I asked Vincenzo to stay away, and he did. That’s the part that keeps pissing me off. Not because I wanted him to ignore me; I didn’t.
At least that’s what I keep telling myself when the nights get too quiet and my temper starts prowling the edges of the house because there is no dark-haired Italian bastard in my kitchen drinking my coffee.
I needed the space. I know that. I needed time with the truth before I did something stupid with it. Time to let the memories come back however they wanted, instead of forcing them through a wound that still wasn’t done bleeding.
I asked for distance because I knew that if he kept showing up, I would’ve folded.
I couldn’t afford that. So yes, I asked him to stay away. And because Vincenzo is still the kind of man who can gut you with obedience as efficiently as he ever did with a blade, he listened.
At first, I was relieved.
Then I was irritated.
Then quietly furious at him for being decent enough to give me what I demanded, when I wanted him to ignore my request and come anyway.
He respected the line, and that’s somehow been harder to live with than if he’d trampled it.
I stood in that kitchen like a fucking martyr when every brutal, selfish part of me wanted to drag him back, bend him over the counter, and prove we still knew how to ruin each other with our eyes open. I hated having enough control to do the right thing. I have never been fond of control when it costs me something I want.
And Idowant him.
That is the truth I have spent five months carving into something I can look at without flinching.
I want Vincenzo Vieri. I wanted him then, and I want him now. Memory loss, war, title, blood, political union, family history, and every old rule written by dead men can go fuck themselves in whichever order seems most convenient.
The wanting returned first through the body, because the body is a traitor and remembered him long before my mind stopped being stubborn. His mouth, his throat, and the weight of him under me. The exact pitch of his voice when he says my name.
Then the wanting started finding roots in memory. A library, a chapel, his bed, and mine. Terraces. His hand in my hair. My own laughter against his neck, shocked and young and too alive.

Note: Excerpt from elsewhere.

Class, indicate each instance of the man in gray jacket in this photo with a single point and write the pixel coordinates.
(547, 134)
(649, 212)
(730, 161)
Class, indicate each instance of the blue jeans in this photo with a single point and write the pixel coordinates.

Some mornings I wake hard, angry, and aching with his taste still in my mouth. That makes no sense because he hasn’t been near me in five months, but my body still hasn’t accepted that fact.
The bullet came back in two separate memories: when I carved it, and when he found it in my drawer.
I had to sit down after that one.
Maksim found me ten minutes later in the lower armory with the lights off and a pistol half disassembled in front of me, staring at nothing. He took one look, turned around, and told the men outside that anyone who came in for the next hour would leave missing something useful. Then he came back, sat on a crate across from me, and said, “Memory kicking your ass again?”
I told him to fuck off.
He did not fuck off.
That’s loyalty, apparently. Annoying and difficult to kill.
The feelings have come back, too, which is worse than memory in every meaningful way. Memory at least has structure. Feelings are treason dressed in heat. They don’t care that I’m Pakhan or that he’s Capo dei Capi. They don’t care that my family name and his were raised across from each other like loaded guns. They return without permission, sliding under the doors I closed and making themselves comfortable in the rooms I thought I’d burned out years ago.
I can now say without flinching that I loved him—that part is done. Fact. History. Evidence.
The harder part is that I still do.
Not in the simplistic, sentimental way weaker men mean it when they speak of old lovers with softened eyes and selective memory. What I feel for Vincenzo is not soft; it never was. It is violent, possessive, furious, inconvenient, and alive with teeth. It comes with grief attached, with the ugly ache of every yearI spent walking through the world with a missing organ and mistaking the emptiness for ambition.
It comes with rage, too, because he remembered. He remembered every second I lost. He built his life around absence, while I built mine around a lie other people called survival.
Sometimes that thought makes me want to go to him. Sometimes it makes me want to kill every man who decided silence was a mercy.
Which brings me back to my father.
Ruslan Dragovich is not easy to hate. That’s the fucking problem.